Selon lui, tout commence par la loi, c’est le Code de la famille qui définit le mariage en République Démocratique du Congo. L’article 330 précise que le mariage doit unir un homme et une femme, sur la base du consentement mutuel. Les futurs époux doivent être capables de contracter le mariage, ce qui exclut les mineurs. Enfin, la dot doit être remise, car tout homme est tenu de l’offrir selon la coutume de la famille de la femme.
Me Emery a également abordé les effets du mariage. Une fois célébré, celui-ci entraîne des effets patrimoniaux et extra-patrimoniaux. Les époux doivent choisir un régime matrimonial avant ou pendant la célébration du mariage civile. Le mariage implique aussi la communauté de vie : les conjoints se marient pour vivre ensemble, ce qui inclut la consommation sexuelle. La loi considère l’acte sexuel non comme une faveur, mais comme une obligation, même en cas de conflit conjugal.
Concernant le logement, la loi prévoit que les époux s’accordent sur le choix de la maison, que la femme doit apprécier. Les devoirs de respect, de fidélité et d’affection sont également fondamentaux. Me Emery a insisté sur la fidélité, rappelant que l’infidélité masculine ne doit pas être banalisée, la loi exige la fidélité de chacun envers l’autre.
La séance s’est poursuivie avec la question de la dissolution du mariage. Me Emery a expliqué la différence entre l’acte de mariage (délivré par l’officier de l’état civil) et le certificat de mariage (délivré par l’église).
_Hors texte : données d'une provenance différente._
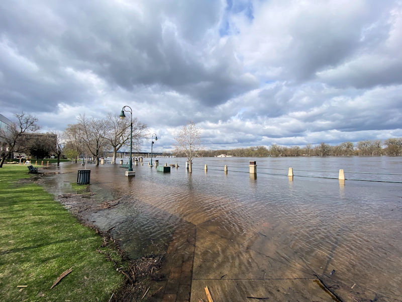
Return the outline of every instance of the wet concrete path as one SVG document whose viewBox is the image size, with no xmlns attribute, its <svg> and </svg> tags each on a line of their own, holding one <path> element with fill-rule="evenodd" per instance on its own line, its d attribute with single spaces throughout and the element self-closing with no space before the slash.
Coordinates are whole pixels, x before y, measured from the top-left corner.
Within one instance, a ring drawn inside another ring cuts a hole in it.
<svg viewBox="0 0 402 302">
<path fill-rule="evenodd" d="M 93 202 L 111 206 L 87 218 L 133 258 L 166 253 L 149 300 L 206 301 L 208 286 L 215 302 L 333 301 L 316 275 L 344 300 L 401 300 L 394 186 L 136 170 L 128 179 L 116 166 L 91 167 Z M 75 173 L 45 186 L 68 191 Z"/>
</svg>

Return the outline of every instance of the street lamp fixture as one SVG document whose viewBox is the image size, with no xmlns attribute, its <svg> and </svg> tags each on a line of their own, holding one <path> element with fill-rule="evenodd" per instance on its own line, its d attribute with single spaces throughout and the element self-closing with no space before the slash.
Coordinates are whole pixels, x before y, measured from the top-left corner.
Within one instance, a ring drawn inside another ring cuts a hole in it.
<svg viewBox="0 0 402 302">
<path fill-rule="evenodd" d="M 127 110 L 126 108 L 128 108 L 129 110 Z M 130 124 L 130 164 L 129 165 L 129 172 L 133 171 L 133 110 L 131 107 L 128 106 L 125 106 L 122 108 L 122 112 L 119 116 L 120 117 L 121 119 L 124 119 L 126 117 L 126 115 L 124 112 L 130 112 L 131 114 L 131 124 Z M 127 173 L 126 172 L 126 175 Z"/>
<path fill-rule="evenodd" d="M 151 138 L 151 140 L 152 142 L 151 143 L 151 166 L 152 166 L 152 147 L 153 147 L 154 145 L 154 135 L 155 135 L 155 141 L 156 141 L 158 140 L 158 137 L 156 136 L 156 134 L 155 133 L 153 134 Z"/>
</svg>

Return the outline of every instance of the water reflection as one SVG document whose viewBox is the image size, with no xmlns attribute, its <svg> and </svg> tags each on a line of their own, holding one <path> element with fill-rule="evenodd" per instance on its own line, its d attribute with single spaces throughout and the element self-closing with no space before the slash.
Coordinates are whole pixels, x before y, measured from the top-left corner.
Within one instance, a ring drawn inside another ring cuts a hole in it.
<svg viewBox="0 0 402 302">
<path fill-rule="evenodd" d="M 394 164 L 400 167 L 401 159 L 257 159 L 258 181 L 248 173 L 249 159 L 197 159 L 199 166 L 194 164 L 192 174 L 182 159 L 173 159 L 180 168 L 164 174 L 146 161 L 135 167 L 133 178 L 126 177 L 118 165 L 92 166 L 95 198 L 121 201 L 91 219 L 104 230 L 112 228 L 133 257 L 168 251 L 174 242 L 175 255 L 181 255 L 183 263 L 190 248 L 177 239 L 192 238 L 192 301 L 202 297 L 197 294 L 206 283 L 222 300 L 267 294 L 272 300 L 288 299 L 289 294 L 299 300 L 331 300 L 313 282 L 315 274 L 328 276 L 326 282 L 345 300 L 377 295 L 378 300 L 400 301 L 400 185 L 347 181 L 345 185 L 337 179 L 287 176 L 289 167 L 299 171 L 296 175 L 333 171 L 335 178 L 340 167 L 346 175 L 378 169 L 397 174 Z M 208 174 L 203 171 L 206 163 Z M 225 165 L 230 173 L 224 173 Z M 281 176 L 267 173 L 268 168 Z M 76 179 L 76 166 L 61 170 L 74 172 L 45 181 L 55 194 Z M 229 296 L 236 292 L 240 295 Z"/>
</svg>

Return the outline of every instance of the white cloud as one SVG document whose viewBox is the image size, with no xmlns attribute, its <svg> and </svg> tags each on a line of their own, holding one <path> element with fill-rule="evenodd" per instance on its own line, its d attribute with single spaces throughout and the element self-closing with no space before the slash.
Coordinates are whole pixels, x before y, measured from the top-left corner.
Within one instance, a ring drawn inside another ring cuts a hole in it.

Il a aussi précisé le rôle du livret de ménage, carnet officiel où l’état civil enregistre les enfants après leur naissance, sur base de l’attestation hospitalière et de l’acte de naissance.
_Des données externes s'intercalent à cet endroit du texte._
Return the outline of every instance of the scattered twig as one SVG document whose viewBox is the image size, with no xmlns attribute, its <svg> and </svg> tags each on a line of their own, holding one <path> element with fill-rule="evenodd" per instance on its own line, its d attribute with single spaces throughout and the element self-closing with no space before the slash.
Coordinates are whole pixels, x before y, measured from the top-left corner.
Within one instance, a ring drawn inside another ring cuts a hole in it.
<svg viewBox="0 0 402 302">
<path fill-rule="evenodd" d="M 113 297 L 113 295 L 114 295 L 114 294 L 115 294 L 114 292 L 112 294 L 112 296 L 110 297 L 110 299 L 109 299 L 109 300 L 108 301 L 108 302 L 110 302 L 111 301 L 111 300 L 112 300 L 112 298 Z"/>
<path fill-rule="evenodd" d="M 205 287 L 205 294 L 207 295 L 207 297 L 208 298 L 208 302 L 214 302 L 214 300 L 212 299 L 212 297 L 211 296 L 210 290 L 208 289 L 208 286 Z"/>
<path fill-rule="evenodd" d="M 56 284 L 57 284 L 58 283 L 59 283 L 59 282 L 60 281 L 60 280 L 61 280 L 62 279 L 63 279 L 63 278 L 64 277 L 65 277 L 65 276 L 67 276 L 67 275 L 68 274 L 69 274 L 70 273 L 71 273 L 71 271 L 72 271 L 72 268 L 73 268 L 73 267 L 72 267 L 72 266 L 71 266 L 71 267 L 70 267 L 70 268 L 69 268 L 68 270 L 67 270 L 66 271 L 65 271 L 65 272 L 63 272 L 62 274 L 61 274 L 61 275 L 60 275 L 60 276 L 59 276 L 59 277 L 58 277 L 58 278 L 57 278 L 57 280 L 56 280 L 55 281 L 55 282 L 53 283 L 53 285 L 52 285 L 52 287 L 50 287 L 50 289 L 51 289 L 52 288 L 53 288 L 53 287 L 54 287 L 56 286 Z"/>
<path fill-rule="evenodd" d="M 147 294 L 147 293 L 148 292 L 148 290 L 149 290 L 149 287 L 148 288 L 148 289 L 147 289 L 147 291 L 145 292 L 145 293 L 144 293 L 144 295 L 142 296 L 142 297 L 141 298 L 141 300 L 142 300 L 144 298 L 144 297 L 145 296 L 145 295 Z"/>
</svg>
Enfin, il a rappelé que le mariage a un début mais aussi une fin. Le législateur congolais, dans les articles 538 et 539 du Code de la famille, définit la dissolution comme la rupture du lit conjugal et la cessation des effets du mariage pour l’avenir. Les principales causes de dissolution sont entre autres la mort de l’un des époux, le divorce, le remariage du conjoint absent, ou encore l’annulation du mariage.